Prompt Template

Background

In language model evaluation, we usually construct prompts according to certain rules from raw datasets so that models can answer questions according to requirements.

Usually, we put instructions at the beginning of prompts, then put a few in-context examples (also called shot cases), and finally put the test question. For example:

Solve the following questions.
1+1=?
2
3+9=?
12
5+6=?

Extensive experiments show that even when the raw test questions are the same, different prompt construction methods can significantly affect model performance. Factors that may affect include:

Prompt composition method: Including the writing of instructions, in-context examples, and questions
Selection of in-context examples: Including the number and selection strategy
Usage of prompts: Whether to let the model complete based on prompts, or select the best one from candidate prompts as the answer

AISBench defines prompt construction strategies in the infer_cfg section of dataset configuration. A typical infer_cfg configuration is as follows:

infer_cfg=dict(
    ice_template=dict(  # Template for constructing In Context Example (ice)
        type=PromptTemplate,
        template='{question}\n{answer}'
    ),
    prompt_template=dict(  # Template for constructing main prompt
        type=PromptTemplate,
        template='Solve the following questions.\n</E>{question}\n{answer}',
        ice_token="</E>"
    ),
    retriever=dict(type=FixKRetriever, fix_id_list=[0, 1]),  # Define how to get in context examples
    inferencer=dict(type=GenInferencer),  # Which inferencer to use for inference
)

This document mainly introduces the definition methods of ice_template and prompt_template. For descriptions of other components:

retriever (Retriever): Used to specify shot case extraction strategy, detailed introduction please refer to retriever
inferencer (Inferencer): Specific implementation of inference tasks, including model invocation and inference result saving logic, detailed introduction please refer to inferencer

We first introduce the basic syntax of prompts.

String-style Prompt

String-style templates are a classic template form. Consider the following template:

reader_cfg=dict(
    input_columns=['anything', 'question'],
    output_column='answer',
)

prompt_template=dict(
    type=PromptTemplate,
    template="{anything}\nQuestion: {question}\nAnswer: {answer}"
)

Where reader_cfg needs to clearly define which fields to read from the dataset and which field to use as the answer. Usually input_columns can contain multiple fields (list or string), but output_column can only contain one field (string).

At runtime, fields within curly braces {} will be replaced with corresponding fields in data samples.

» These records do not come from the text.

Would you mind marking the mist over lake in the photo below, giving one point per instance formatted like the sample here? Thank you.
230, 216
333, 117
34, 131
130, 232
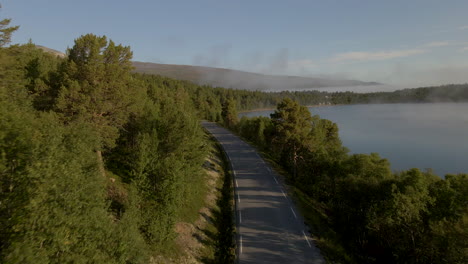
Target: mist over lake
409, 135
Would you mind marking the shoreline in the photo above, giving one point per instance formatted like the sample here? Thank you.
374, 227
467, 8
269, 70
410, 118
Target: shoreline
271, 108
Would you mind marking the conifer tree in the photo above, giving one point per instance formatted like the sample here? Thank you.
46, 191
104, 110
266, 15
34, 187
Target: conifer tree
292, 123
97, 88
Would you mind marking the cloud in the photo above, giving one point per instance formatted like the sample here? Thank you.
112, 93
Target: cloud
373, 56
279, 61
302, 64
437, 44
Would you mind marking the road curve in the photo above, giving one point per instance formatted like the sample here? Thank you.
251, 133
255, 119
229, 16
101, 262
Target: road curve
269, 227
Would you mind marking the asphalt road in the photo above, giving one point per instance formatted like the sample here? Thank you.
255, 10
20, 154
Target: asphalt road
269, 227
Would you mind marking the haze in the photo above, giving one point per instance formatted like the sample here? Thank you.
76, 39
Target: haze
399, 43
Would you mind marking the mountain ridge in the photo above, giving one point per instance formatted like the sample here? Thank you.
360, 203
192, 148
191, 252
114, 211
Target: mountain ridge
236, 79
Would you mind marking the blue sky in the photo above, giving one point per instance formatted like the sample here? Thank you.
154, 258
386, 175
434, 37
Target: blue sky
406, 43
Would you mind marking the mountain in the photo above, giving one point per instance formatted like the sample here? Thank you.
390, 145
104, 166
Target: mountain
233, 78
240, 79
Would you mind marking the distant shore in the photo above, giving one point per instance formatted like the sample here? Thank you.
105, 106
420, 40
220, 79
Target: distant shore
272, 108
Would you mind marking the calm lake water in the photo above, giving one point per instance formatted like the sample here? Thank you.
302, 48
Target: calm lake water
408, 135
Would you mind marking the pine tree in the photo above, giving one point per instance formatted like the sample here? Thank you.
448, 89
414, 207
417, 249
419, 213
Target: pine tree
97, 88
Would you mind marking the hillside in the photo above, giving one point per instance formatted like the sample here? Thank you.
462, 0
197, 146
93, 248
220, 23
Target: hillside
233, 78
240, 79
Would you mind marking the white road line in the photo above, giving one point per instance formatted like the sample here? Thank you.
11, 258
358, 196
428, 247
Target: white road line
241, 244
305, 236
293, 212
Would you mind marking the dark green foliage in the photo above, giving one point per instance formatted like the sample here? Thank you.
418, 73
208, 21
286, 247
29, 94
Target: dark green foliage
229, 113
55, 207
379, 216
96, 87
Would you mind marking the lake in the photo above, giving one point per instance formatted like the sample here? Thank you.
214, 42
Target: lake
420, 136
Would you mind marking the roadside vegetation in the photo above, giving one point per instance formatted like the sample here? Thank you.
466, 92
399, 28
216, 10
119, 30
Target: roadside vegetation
357, 209
99, 164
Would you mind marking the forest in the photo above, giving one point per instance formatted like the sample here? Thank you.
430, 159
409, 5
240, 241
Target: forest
97, 163
378, 216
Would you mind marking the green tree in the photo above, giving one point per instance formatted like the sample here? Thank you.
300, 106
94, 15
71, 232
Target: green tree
292, 127
97, 88
229, 113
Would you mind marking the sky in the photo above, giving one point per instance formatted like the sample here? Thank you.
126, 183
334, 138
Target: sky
408, 43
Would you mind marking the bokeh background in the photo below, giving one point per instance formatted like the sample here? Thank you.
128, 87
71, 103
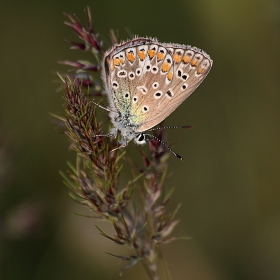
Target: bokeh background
229, 182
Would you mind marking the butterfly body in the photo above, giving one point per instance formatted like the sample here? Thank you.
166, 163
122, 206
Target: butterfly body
146, 81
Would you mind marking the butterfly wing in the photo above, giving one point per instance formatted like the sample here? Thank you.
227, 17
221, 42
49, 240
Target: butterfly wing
149, 80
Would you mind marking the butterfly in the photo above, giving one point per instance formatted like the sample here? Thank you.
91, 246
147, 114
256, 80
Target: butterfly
146, 81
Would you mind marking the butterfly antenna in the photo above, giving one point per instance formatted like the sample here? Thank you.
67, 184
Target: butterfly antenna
166, 127
167, 147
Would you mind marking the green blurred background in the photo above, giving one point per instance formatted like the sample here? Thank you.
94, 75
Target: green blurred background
228, 183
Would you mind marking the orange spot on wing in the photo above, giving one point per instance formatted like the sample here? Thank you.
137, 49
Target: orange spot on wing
142, 55
160, 56
112, 65
200, 71
177, 58
165, 67
186, 59
116, 62
194, 62
151, 53
169, 76
130, 56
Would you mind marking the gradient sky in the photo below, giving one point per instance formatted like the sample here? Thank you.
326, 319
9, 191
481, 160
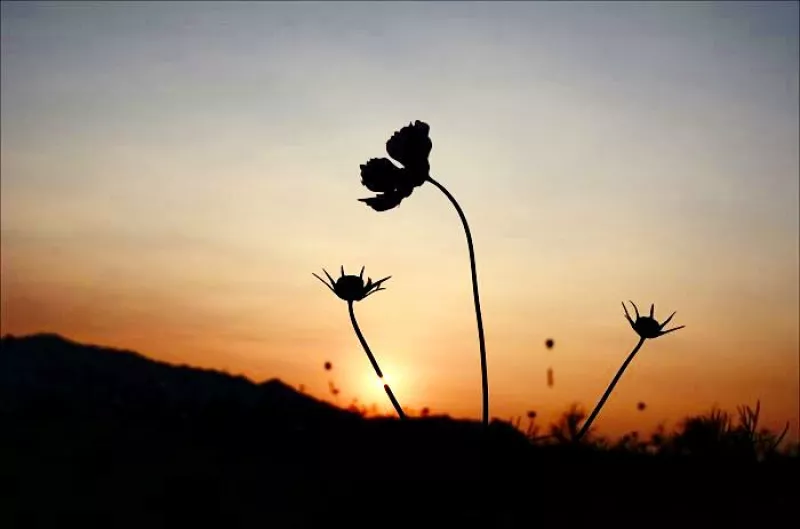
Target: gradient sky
172, 174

If there is no corresponding field in the data sample, it will remain unchanged in the output.

For example, we have a data example as follows:

example = {
    'anything': 'blabla', # Assume anything is written in reader_cfg.input_columns
    'question': '1+1=?', # Assume question is written in reader_cfg.input_columns
    'answer': '2',  # Assume answer is written in reader_cfg.output_column
}

The result after filling the template is:

blabla
Question: 1+1=?
Answer:

It can be seen that the actual answer answer does not appear in the generated result. This is because AISBench automatically masks the field specified in reader_cfg.output_column to avoid answer leakage affecting evaluation results.

Fixed Dialogue-style Prompt

In actual evaluation, simple completion tests cannot well evaluate the performance of dialogue models, so we hope prompts can be input to models in dialogue format. In addition, different models have different definitions of dialogue formats, so we need prompts generated on the dataset side to be more universal, and then combine with specific model configurations at test time to generate prompts that meet model requirements.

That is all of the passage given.